Peace caused a stir when they came to prominence in 2013, with the release of their first album In Love being voted one of the UK’s top 20 debut albums for that year and earning them scores of dedicated fans.

Peace Happy PeopleNow a couple of years on, the young four-piece are back with their second studio album, Happy People. Written on the road while touring In Love, Happy People is Peace at their most enthusiastic, on the cusp of international success. The result is an uplifting and ambitious album that captures the sense of adventure that writing songs in one’s hotel room can bring, and is a reflection of their new lives after having gained popularity.

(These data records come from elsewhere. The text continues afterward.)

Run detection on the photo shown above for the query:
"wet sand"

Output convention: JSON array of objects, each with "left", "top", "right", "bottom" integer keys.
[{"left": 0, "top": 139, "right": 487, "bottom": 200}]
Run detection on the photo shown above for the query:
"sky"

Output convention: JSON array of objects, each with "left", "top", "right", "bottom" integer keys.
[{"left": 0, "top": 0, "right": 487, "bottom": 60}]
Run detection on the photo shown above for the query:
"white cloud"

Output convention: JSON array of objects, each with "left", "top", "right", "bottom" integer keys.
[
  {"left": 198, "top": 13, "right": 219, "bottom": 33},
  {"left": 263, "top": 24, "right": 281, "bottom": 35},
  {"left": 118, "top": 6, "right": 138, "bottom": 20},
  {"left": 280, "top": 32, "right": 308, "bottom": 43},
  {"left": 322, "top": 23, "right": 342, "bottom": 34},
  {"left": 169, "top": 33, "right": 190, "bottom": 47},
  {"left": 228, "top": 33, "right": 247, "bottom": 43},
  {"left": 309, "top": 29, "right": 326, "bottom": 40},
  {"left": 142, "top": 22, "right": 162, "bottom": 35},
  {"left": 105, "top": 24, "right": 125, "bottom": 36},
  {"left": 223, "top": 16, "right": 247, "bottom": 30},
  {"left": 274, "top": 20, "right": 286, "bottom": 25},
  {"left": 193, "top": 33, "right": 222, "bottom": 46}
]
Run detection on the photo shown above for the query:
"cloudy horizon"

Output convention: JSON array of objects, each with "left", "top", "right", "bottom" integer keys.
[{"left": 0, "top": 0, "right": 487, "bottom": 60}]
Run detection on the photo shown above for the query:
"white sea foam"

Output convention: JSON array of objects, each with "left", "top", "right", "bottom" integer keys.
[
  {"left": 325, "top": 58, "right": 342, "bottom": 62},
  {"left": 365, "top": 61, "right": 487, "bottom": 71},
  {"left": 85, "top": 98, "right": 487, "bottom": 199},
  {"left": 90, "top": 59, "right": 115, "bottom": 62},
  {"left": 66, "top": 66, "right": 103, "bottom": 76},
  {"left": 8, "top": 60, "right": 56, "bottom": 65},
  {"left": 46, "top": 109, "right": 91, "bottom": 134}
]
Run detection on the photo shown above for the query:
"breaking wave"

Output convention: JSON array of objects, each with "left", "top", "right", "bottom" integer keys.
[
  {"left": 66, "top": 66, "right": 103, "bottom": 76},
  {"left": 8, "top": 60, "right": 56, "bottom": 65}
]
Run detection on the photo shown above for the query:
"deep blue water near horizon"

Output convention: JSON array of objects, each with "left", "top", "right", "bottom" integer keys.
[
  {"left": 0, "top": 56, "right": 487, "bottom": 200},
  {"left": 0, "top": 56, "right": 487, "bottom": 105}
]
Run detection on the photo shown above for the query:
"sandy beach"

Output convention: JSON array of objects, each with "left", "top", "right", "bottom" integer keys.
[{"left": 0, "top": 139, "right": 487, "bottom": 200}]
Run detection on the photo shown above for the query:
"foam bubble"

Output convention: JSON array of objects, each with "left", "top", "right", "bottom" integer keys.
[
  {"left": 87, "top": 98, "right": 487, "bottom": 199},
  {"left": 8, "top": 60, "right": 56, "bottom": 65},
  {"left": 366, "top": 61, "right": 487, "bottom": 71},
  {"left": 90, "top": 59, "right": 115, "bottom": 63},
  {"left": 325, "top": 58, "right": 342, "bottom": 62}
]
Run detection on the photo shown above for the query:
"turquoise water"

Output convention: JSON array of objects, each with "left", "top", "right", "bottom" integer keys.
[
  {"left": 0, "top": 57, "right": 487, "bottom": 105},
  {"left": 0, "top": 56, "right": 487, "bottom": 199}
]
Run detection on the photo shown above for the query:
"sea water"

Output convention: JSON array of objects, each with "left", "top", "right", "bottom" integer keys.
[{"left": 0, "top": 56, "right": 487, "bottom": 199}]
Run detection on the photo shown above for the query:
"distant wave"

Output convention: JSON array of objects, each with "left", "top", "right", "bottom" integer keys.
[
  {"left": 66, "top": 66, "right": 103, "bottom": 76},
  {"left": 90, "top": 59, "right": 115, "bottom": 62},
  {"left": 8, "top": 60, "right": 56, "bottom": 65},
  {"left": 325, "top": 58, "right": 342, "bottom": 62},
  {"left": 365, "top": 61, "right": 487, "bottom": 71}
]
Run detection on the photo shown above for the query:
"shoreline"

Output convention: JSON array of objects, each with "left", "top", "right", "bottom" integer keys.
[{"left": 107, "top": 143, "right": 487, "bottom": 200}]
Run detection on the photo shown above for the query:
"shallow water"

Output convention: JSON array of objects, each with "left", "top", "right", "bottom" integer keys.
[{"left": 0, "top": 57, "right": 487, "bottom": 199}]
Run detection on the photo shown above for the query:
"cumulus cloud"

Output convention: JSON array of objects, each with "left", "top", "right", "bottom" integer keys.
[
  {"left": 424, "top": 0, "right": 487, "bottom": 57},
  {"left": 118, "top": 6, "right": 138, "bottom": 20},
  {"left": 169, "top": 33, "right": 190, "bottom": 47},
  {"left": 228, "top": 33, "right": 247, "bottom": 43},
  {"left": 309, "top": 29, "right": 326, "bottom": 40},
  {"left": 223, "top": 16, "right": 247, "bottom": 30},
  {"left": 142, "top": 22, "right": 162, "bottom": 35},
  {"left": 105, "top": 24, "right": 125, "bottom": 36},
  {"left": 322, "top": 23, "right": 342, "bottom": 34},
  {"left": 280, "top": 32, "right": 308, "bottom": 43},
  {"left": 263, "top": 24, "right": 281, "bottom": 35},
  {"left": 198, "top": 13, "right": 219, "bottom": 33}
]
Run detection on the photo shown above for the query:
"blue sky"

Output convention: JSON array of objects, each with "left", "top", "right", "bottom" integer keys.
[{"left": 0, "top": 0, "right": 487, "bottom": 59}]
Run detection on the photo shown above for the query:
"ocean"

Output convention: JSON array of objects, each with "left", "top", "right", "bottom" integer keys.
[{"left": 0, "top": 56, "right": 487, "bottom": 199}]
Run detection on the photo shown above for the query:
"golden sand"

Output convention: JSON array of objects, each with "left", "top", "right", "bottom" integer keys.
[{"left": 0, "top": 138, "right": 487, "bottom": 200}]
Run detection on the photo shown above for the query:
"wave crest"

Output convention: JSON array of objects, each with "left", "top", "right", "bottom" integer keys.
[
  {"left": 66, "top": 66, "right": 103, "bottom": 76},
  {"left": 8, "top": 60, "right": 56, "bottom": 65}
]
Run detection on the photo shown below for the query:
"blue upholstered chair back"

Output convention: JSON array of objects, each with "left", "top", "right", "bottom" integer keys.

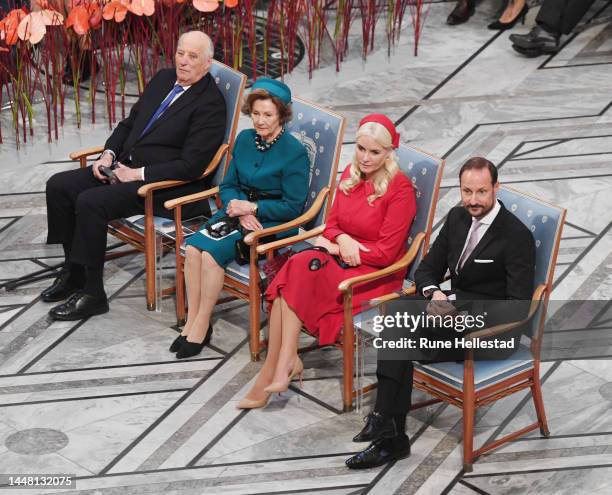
[
  {"left": 497, "top": 186, "right": 565, "bottom": 337},
  {"left": 395, "top": 145, "right": 444, "bottom": 280},
  {"left": 209, "top": 60, "right": 247, "bottom": 184},
  {"left": 286, "top": 97, "right": 345, "bottom": 229},
  {"left": 497, "top": 186, "right": 565, "bottom": 289}
]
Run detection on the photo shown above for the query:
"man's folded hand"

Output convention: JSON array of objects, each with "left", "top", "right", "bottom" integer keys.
[{"left": 113, "top": 163, "right": 142, "bottom": 182}]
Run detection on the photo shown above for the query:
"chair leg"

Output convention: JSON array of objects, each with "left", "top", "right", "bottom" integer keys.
[
  {"left": 249, "top": 281, "right": 261, "bottom": 362},
  {"left": 145, "top": 210, "right": 158, "bottom": 311},
  {"left": 463, "top": 359, "right": 476, "bottom": 473},
  {"left": 531, "top": 370, "right": 550, "bottom": 437},
  {"left": 342, "top": 315, "right": 355, "bottom": 412}
]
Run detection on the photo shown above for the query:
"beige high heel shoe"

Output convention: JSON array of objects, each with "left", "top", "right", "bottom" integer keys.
[
  {"left": 236, "top": 394, "right": 270, "bottom": 409},
  {"left": 264, "top": 357, "right": 304, "bottom": 394}
]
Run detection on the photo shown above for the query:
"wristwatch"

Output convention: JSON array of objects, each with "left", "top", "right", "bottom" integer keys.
[{"left": 423, "top": 287, "right": 440, "bottom": 299}]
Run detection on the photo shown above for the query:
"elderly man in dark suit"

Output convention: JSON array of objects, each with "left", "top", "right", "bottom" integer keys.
[
  {"left": 346, "top": 157, "right": 535, "bottom": 469},
  {"left": 41, "top": 31, "right": 226, "bottom": 320}
]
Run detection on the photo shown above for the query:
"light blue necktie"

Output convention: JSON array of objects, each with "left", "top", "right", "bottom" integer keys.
[{"left": 139, "top": 84, "right": 185, "bottom": 137}]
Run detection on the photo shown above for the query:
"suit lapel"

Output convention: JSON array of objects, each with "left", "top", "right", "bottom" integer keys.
[
  {"left": 456, "top": 206, "right": 505, "bottom": 270},
  {"left": 451, "top": 209, "right": 472, "bottom": 272},
  {"left": 136, "top": 71, "right": 178, "bottom": 142},
  {"left": 140, "top": 75, "right": 208, "bottom": 138}
]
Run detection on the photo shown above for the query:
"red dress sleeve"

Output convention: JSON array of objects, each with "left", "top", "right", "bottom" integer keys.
[
  {"left": 359, "top": 172, "right": 416, "bottom": 268},
  {"left": 321, "top": 164, "right": 351, "bottom": 242}
]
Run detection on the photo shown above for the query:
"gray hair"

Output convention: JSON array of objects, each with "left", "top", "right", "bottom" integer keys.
[{"left": 177, "top": 31, "right": 215, "bottom": 58}]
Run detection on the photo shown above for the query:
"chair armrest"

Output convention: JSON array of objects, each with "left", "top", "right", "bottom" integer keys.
[
  {"left": 244, "top": 187, "right": 329, "bottom": 246},
  {"left": 138, "top": 180, "right": 185, "bottom": 198},
  {"left": 466, "top": 284, "right": 547, "bottom": 340},
  {"left": 257, "top": 224, "right": 325, "bottom": 254},
  {"left": 138, "top": 144, "right": 229, "bottom": 198},
  {"left": 164, "top": 186, "right": 219, "bottom": 210},
  {"left": 68, "top": 146, "right": 104, "bottom": 160},
  {"left": 338, "top": 232, "right": 425, "bottom": 295}
]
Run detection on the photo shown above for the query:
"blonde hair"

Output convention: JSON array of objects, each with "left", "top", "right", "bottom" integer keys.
[{"left": 339, "top": 122, "right": 399, "bottom": 206}]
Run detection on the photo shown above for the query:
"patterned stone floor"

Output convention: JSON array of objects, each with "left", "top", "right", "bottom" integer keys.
[{"left": 0, "top": 0, "right": 612, "bottom": 495}]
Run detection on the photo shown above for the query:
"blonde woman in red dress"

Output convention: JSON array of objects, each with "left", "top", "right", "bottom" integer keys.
[{"left": 237, "top": 114, "right": 416, "bottom": 409}]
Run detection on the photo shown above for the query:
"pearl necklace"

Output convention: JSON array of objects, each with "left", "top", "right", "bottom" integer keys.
[{"left": 255, "top": 127, "right": 285, "bottom": 153}]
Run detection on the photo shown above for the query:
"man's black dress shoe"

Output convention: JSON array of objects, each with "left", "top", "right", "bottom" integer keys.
[
  {"left": 353, "top": 411, "right": 397, "bottom": 442},
  {"left": 170, "top": 335, "right": 187, "bottom": 352},
  {"left": 512, "top": 45, "right": 548, "bottom": 58},
  {"left": 446, "top": 0, "right": 475, "bottom": 26},
  {"left": 345, "top": 437, "right": 410, "bottom": 469},
  {"left": 40, "top": 271, "right": 83, "bottom": 302},
  {"left": 510, "top": 26, "right": 559, "bottom": 54},
  {"left": 49, "top": 291, "right": 108, "bottom": 321},
  {"left": 176, "top": 324, "right": 212, "bottom": 359}
]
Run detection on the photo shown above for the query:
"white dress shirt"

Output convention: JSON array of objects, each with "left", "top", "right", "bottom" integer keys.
[{"left": 421, "top": 200, "right": 501, "bottom": 295}]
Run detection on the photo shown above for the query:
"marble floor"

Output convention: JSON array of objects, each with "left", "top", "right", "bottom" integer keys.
[{"left": 0, "top": 0, "right": 612, "bottom": 495}]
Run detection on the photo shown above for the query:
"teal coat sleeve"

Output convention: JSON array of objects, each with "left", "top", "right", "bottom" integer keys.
[
  {"left": 257, "top": 138, "right": 310, "bottom": 223},
  {"left": 219, "top": 132, "right": 248, "bottom": 205}
]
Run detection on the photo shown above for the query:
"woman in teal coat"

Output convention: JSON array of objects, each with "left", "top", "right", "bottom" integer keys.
[{"left": 170, "top": 78, "right": 310, "bottom": 359}]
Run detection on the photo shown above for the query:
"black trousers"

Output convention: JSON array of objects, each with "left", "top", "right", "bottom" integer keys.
[
  {"left": 536, "top": 0, "right": 595, "bottom": 35},
  {"left": 46, "top": 167, "right": 144, "bottom": 270}
]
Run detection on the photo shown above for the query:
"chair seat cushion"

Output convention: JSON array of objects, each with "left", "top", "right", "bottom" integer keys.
[
  {"left": 414, "top": 344, "right": 533, "bottom": 390},
  {"left": 123, "top": 215, "right": 208, "bottom": 243}
]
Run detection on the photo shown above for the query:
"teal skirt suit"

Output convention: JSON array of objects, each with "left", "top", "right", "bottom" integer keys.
[{"left": 186, "top": 129, "right": 310, "bottom": 268}]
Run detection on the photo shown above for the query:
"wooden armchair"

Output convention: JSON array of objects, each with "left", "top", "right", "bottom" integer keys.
[
  {"left": 165, "top": 98, "right": 345, "bottom": 361},
  {"left": 70, "top": 60, "right": 246, "bottom": 311}
]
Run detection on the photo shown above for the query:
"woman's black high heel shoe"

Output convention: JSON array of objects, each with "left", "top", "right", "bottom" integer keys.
[
  {"left": 487, "top": 4, "right": 529, "bottom": 31},
  {"left": 169, "top": 335, "right": 187, "bottom": 352},
  {"left": 176, "top": 325, "right": 213, "bottom": 359}
]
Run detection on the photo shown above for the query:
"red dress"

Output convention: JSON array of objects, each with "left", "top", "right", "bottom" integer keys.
[{"left": 266, "top": 167, "right": 416, "bottom": 345}]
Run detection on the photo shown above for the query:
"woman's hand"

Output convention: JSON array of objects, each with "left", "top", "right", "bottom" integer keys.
[
  {"left": 314, "top": 235, "right": 340, "bottom": 256},
  {"left": 91, "top": 153, "right": 113, "bottom": 182},
  {"left": 336, "top": 234, "right": 369, "bottom": 266},
  {"left": 225, "top": 199, "right": 255, "bottom": 217},
  {"left": 240, "top": 215, "right": 263, "bottom": 230}
]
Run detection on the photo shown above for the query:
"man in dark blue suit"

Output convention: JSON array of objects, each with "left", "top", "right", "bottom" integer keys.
[
  {"left": 41, "top": 31, "right": 226, "bottom": 320},
  {"left": 346, "top": 157, "right": 536, "bottom": 469}
]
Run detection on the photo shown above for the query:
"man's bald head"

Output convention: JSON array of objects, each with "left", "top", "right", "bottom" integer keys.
[{"left": 174, "top": 31, "right": 213, "bottom": 86}]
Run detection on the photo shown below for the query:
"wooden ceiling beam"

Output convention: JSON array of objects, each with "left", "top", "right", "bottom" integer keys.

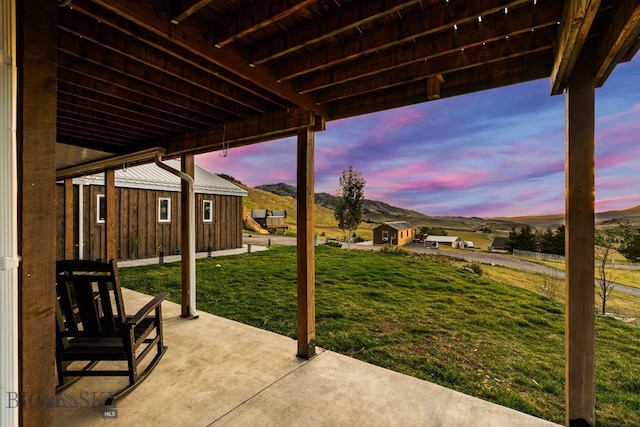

This sense of adventure is immediately captured by the album’s opening two tracks, O You and Gen Strange. Their addictive sound is surprisingly tropical for a band hailing from the UK midlands, and is at times reminiscent of youthful Aussies Jagwar Ma or even New York’s Vampire Weekend. While O You provides an enticing introduction with it’s nostalgic, yet optimistic lyrics and glistening strings, Gen Strange sees the band taking a more straightforward approach ending up with an irresistible pop track.

On moving break-up song Someday Peace experiment with a more delicate and sincere approach. While frontman Harrison Koisser’s sensitive lyrics are beautifully written, this change of pace doesn’t to favours to the overall momentum of the album. However, the redeeming Money immediately brings it back. Here they abandon the youthful innocence of their earlier tracks to show a far gutsier side to the band. Koisser’s delivery is flawless and greatly compelling, executing a fairly convincing David Bowie impression part way through, with his brother Sam providing a driving bassline groove. With every listen Money gets better and better, and quickly becomes a standout of the album.

World Pleasure brings the album to a spectacular conclusion, combining the infectious groove of tracks like Money with a spectrum of hooky guitar riffs, swirling synth strings and Koisser giving a playful delivery that borders on rap. Midway through the track falls away to only that immense bassline, gradually building layer upon layer towards and explosive conclusion that renders in nearly impossible to stand still.

Peace have an undeniable knack for writing infectious indie pop tracks that capture their youthful enthusiasm and ambition. It’s not hard to see why their debut album was so well received, and there’s no doubt that this one will be a satisfying follow up for fans. Above all, this album is titled perfectly as it is sure to leave its listeners exactly that, happy people.